Nature-Inspired Social and Emotional Learning Activities to Energize Your Class
Every teacher knows that a little sunshine and fresh air can do wonders to boost class morale. Nature is good for the soul, so why not take students outside to practice a little active Social and Emotional Learning? Read on to explore 3 great ideas for active SEL outdoor activities.
Here are three ideas for building SEL Competencies in students while spending time on the school playground and appreciating whatever aspects of nature are available to you!
1. Self-Awareness/Self-Management: Tree of Strength
Use time in nature to allow for self-reflection by heading outside to admire trees and plants. Then have students design their own “Tree of Strength.”
A tree of strengths consists of leaves and branches labeled with things students see as their strengths and/or things they enjoy. You can have students bring a journal outside and choose a plant or tree to study as they write down words that could go on their tree of strength, or you can give students pre-cut paper “leaves” to write or draw their strengths on. Students can add their words/leaves to their own or a communal class “tree” when you head back inside.

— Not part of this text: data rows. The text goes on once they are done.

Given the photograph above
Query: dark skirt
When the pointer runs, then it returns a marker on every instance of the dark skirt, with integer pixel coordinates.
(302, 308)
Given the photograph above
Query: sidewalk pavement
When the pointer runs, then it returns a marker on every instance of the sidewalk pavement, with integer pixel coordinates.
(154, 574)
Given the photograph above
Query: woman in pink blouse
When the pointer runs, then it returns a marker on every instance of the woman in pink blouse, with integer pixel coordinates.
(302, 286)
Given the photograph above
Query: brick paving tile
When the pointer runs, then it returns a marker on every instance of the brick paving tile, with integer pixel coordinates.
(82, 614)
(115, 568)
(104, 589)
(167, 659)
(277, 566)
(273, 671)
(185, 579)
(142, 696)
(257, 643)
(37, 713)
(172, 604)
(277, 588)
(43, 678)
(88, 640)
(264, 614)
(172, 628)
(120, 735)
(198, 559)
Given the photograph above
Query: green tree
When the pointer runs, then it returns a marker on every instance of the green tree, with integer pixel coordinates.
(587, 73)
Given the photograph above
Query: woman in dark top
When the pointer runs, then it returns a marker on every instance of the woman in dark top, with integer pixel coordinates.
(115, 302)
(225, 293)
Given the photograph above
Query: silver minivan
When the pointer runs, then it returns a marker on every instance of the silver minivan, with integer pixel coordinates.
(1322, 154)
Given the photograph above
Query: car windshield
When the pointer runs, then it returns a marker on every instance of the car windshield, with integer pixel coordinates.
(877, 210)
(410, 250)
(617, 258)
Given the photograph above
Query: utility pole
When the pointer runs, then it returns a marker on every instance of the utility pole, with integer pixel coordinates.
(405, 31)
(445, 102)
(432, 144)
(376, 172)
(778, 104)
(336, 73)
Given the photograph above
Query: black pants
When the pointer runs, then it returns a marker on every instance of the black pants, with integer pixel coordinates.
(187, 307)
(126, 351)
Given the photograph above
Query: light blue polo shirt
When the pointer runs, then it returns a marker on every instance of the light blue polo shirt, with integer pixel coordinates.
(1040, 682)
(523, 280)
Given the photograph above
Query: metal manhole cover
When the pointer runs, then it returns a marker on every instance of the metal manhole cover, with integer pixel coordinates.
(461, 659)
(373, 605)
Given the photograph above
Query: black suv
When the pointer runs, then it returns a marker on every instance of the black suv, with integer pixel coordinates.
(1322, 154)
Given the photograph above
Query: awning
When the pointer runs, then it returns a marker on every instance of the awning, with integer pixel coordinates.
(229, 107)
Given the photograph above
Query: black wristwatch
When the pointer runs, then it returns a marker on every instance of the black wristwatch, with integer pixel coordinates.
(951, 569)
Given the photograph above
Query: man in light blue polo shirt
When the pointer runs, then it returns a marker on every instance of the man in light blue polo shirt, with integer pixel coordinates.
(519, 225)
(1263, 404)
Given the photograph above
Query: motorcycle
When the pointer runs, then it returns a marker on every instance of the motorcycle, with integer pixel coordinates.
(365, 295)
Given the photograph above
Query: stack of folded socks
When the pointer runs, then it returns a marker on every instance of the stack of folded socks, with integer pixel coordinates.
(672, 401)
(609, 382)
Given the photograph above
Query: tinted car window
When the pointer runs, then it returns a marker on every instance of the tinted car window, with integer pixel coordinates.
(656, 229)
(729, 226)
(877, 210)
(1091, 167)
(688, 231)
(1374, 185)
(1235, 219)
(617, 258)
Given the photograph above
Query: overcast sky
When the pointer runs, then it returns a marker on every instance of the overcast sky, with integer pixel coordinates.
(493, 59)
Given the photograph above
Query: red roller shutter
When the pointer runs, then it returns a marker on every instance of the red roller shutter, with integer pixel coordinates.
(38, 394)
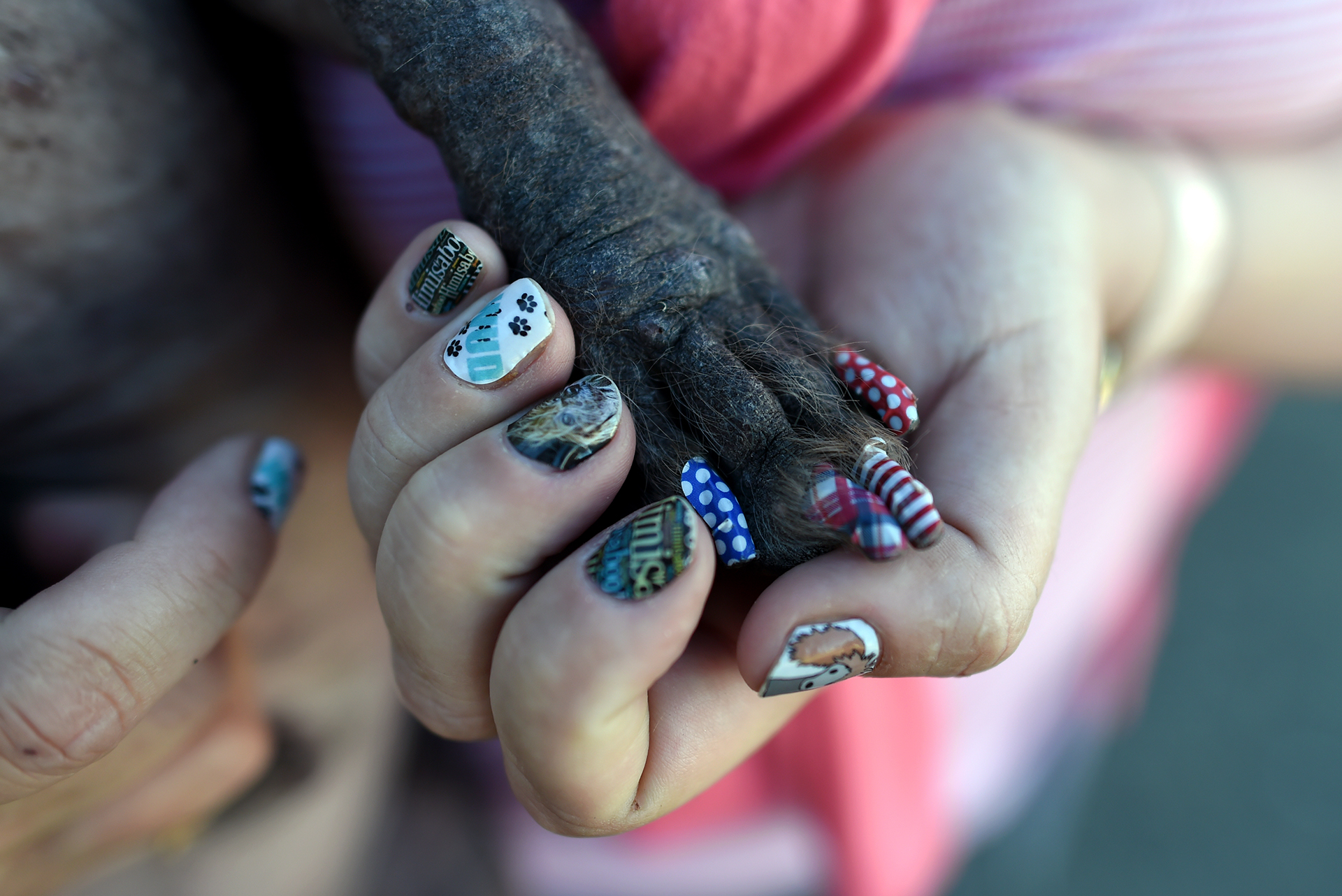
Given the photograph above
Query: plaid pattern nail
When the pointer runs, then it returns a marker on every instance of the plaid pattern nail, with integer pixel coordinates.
(839, 503)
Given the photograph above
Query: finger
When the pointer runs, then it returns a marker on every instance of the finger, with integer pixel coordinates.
(981, 294)
(997, 454)
(85, 660)
(609, 707)
(468, 534)
(219, 763)
(443, 268)
(447, 391)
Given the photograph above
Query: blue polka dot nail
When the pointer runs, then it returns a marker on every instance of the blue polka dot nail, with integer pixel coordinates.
(713, 499)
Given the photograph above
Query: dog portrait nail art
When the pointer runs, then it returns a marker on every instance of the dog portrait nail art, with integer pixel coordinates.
(883, 392)
(850, 509)
(570, 427)
(646, 553)
(275, 478)
(712, 498)
(505, 333)
(907, 499)
(445, 275)
(823, 653)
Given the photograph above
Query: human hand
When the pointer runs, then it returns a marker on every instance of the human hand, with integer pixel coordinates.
(121, 719)
(611, 711)
(961, 250)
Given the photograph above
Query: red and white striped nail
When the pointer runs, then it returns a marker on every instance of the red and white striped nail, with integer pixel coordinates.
(894, 403)
(907, 499)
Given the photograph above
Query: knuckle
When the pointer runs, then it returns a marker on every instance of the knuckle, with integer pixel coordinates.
(48, 735)
(391, 445)
(996, 627)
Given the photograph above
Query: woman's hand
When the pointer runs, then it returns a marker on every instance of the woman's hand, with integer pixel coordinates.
(118, 715)
(965, 251)
(961, 250)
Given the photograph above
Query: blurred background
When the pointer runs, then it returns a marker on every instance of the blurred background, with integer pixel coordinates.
(1228, 782)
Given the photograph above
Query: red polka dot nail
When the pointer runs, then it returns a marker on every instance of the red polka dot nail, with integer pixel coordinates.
(888, 395)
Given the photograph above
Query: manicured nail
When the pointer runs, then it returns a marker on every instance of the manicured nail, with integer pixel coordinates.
(570, 427)
(853, 510)
(275, 479)
(906, 498)
(445, 275)
(823, 653)
(886, 393)
(503, 334)
(647, 551)
(713, 499)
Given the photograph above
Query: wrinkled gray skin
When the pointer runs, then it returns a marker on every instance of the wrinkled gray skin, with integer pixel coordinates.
(134, 267)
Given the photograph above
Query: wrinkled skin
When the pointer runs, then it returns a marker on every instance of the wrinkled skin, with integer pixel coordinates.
(668, 293)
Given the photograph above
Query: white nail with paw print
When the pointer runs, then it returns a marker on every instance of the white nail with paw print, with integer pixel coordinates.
(503, 335)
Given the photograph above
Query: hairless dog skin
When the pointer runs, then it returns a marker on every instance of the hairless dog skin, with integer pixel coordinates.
(668, 293)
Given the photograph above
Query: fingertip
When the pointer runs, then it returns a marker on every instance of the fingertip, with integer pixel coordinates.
(447, 266)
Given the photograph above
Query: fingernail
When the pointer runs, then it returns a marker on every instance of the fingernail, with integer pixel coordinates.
(570, 427)
(894, 403)
(646, 553)
(713, 499)
(275, 478)
(445, 275)
(823, 653)
(503, 334)
(853, 510)
(907, 499)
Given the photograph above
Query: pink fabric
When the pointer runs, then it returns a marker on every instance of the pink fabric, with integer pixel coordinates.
(739, 90)
(1231, 71)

As you head out, be sure to take time to encourage students to engage in quiet reflection. Have them think about:
– What they hear
– What they smell
– What they see
– What they feel
Prompt students to imagine themselves as a tree trunk. The leaves or flowers that bloom on their tree are the things that make them unique: positive personality traits, hobbies, things they enjoy and care about. These are the things they should write down or illustrate when they create their Tree of Strength.
MAKE IT INTERACTIVE: Another option is to give students leaves (either blank or with strength words already printed on them) and ask them to choose one to keep for themselves and then give away one leaf to each classmate with a positive word they think applies. If you pre-select words, it’s OK to have some words repeat as many strength words will apply to quite a few of your students! It’s recommended to print enough so that each student can give a leaf to all other students in the class and choose one to keep for themselves.
2. Social Awareness & Relationship Skills: This is for You.
If your school grounds permit, start your time outside with a brief nature walk and allow students to pick up fallen leaves, branches, etc. to make into a “bouquet.” Then use the bouquet in a social skill-building relay game called “This is For You.”
If fallen leaves and branches are not readily available, bring out a cluster of markers, pencils or similar classroom objects to serve as a fake flower bouquet. You need two small “bouquets” for the class to use in this game.
Once you have two “bouquets,” split your class into two teams. Each team then separates into two groups (odds and evens), with each group lining up single file about 10–12 feet across from each other. Give the first player for each team a “bouquet”.
When you say “Go”:
· Player 1 runs to Player 2, standing at the front of the line on the other side of your game area.
· Player 1 hands Player 2 the flowers, saying, “These are for you.”
· Player 2 says “Thank You” and Player 1 says “You’re Welcome.”
· Player 1 then moves to the end of Player 2’s line and sits down.
· Player 2 runs across to the other side and hands Player 3 the flowers, saying “These are for you.”
· Player 3 says “Thank You” and Player 2 says “You’re Welcome.”
· Player 2 then moves to the end of Player 3’s line and sits down.
This sequence continues until all players are sitting down. The first team to have all players seated wins the game.
3. Responsible Decision-Making: A Better World
Before heading outside, have students consider anything on the school grounds that they could do to make an improvement. For example, is there an area where you could pick up trash, or pull weeds, or decorate with chalk?
Have students each set a personal goal for how they will contribute to improving school grounds (for example: I will pick up at least 3 pieces of trash; I will pull weedsfor 10 minutes; I will add something positive to a class chalk mural). Have them share their personal goal with you or a peer, or write it down, so that they can be held accountable to it.
As you head outside, provide parameters for how the time is to be spent. What are the boundaries? How much time will they have?
Allow students time and space to achieve their goal, then take time to reflect:
- How did it go?
- Did they achieve what they set out to do?
- If so, how did this make them feel?
- If not, what prevented them from achieving the goal? Is there anything they could do differently next time?
Reflection can happen while still outside or once you are back indoors. Consider using a journal or facilitating peer-to-peer discussion as you guide the reflection.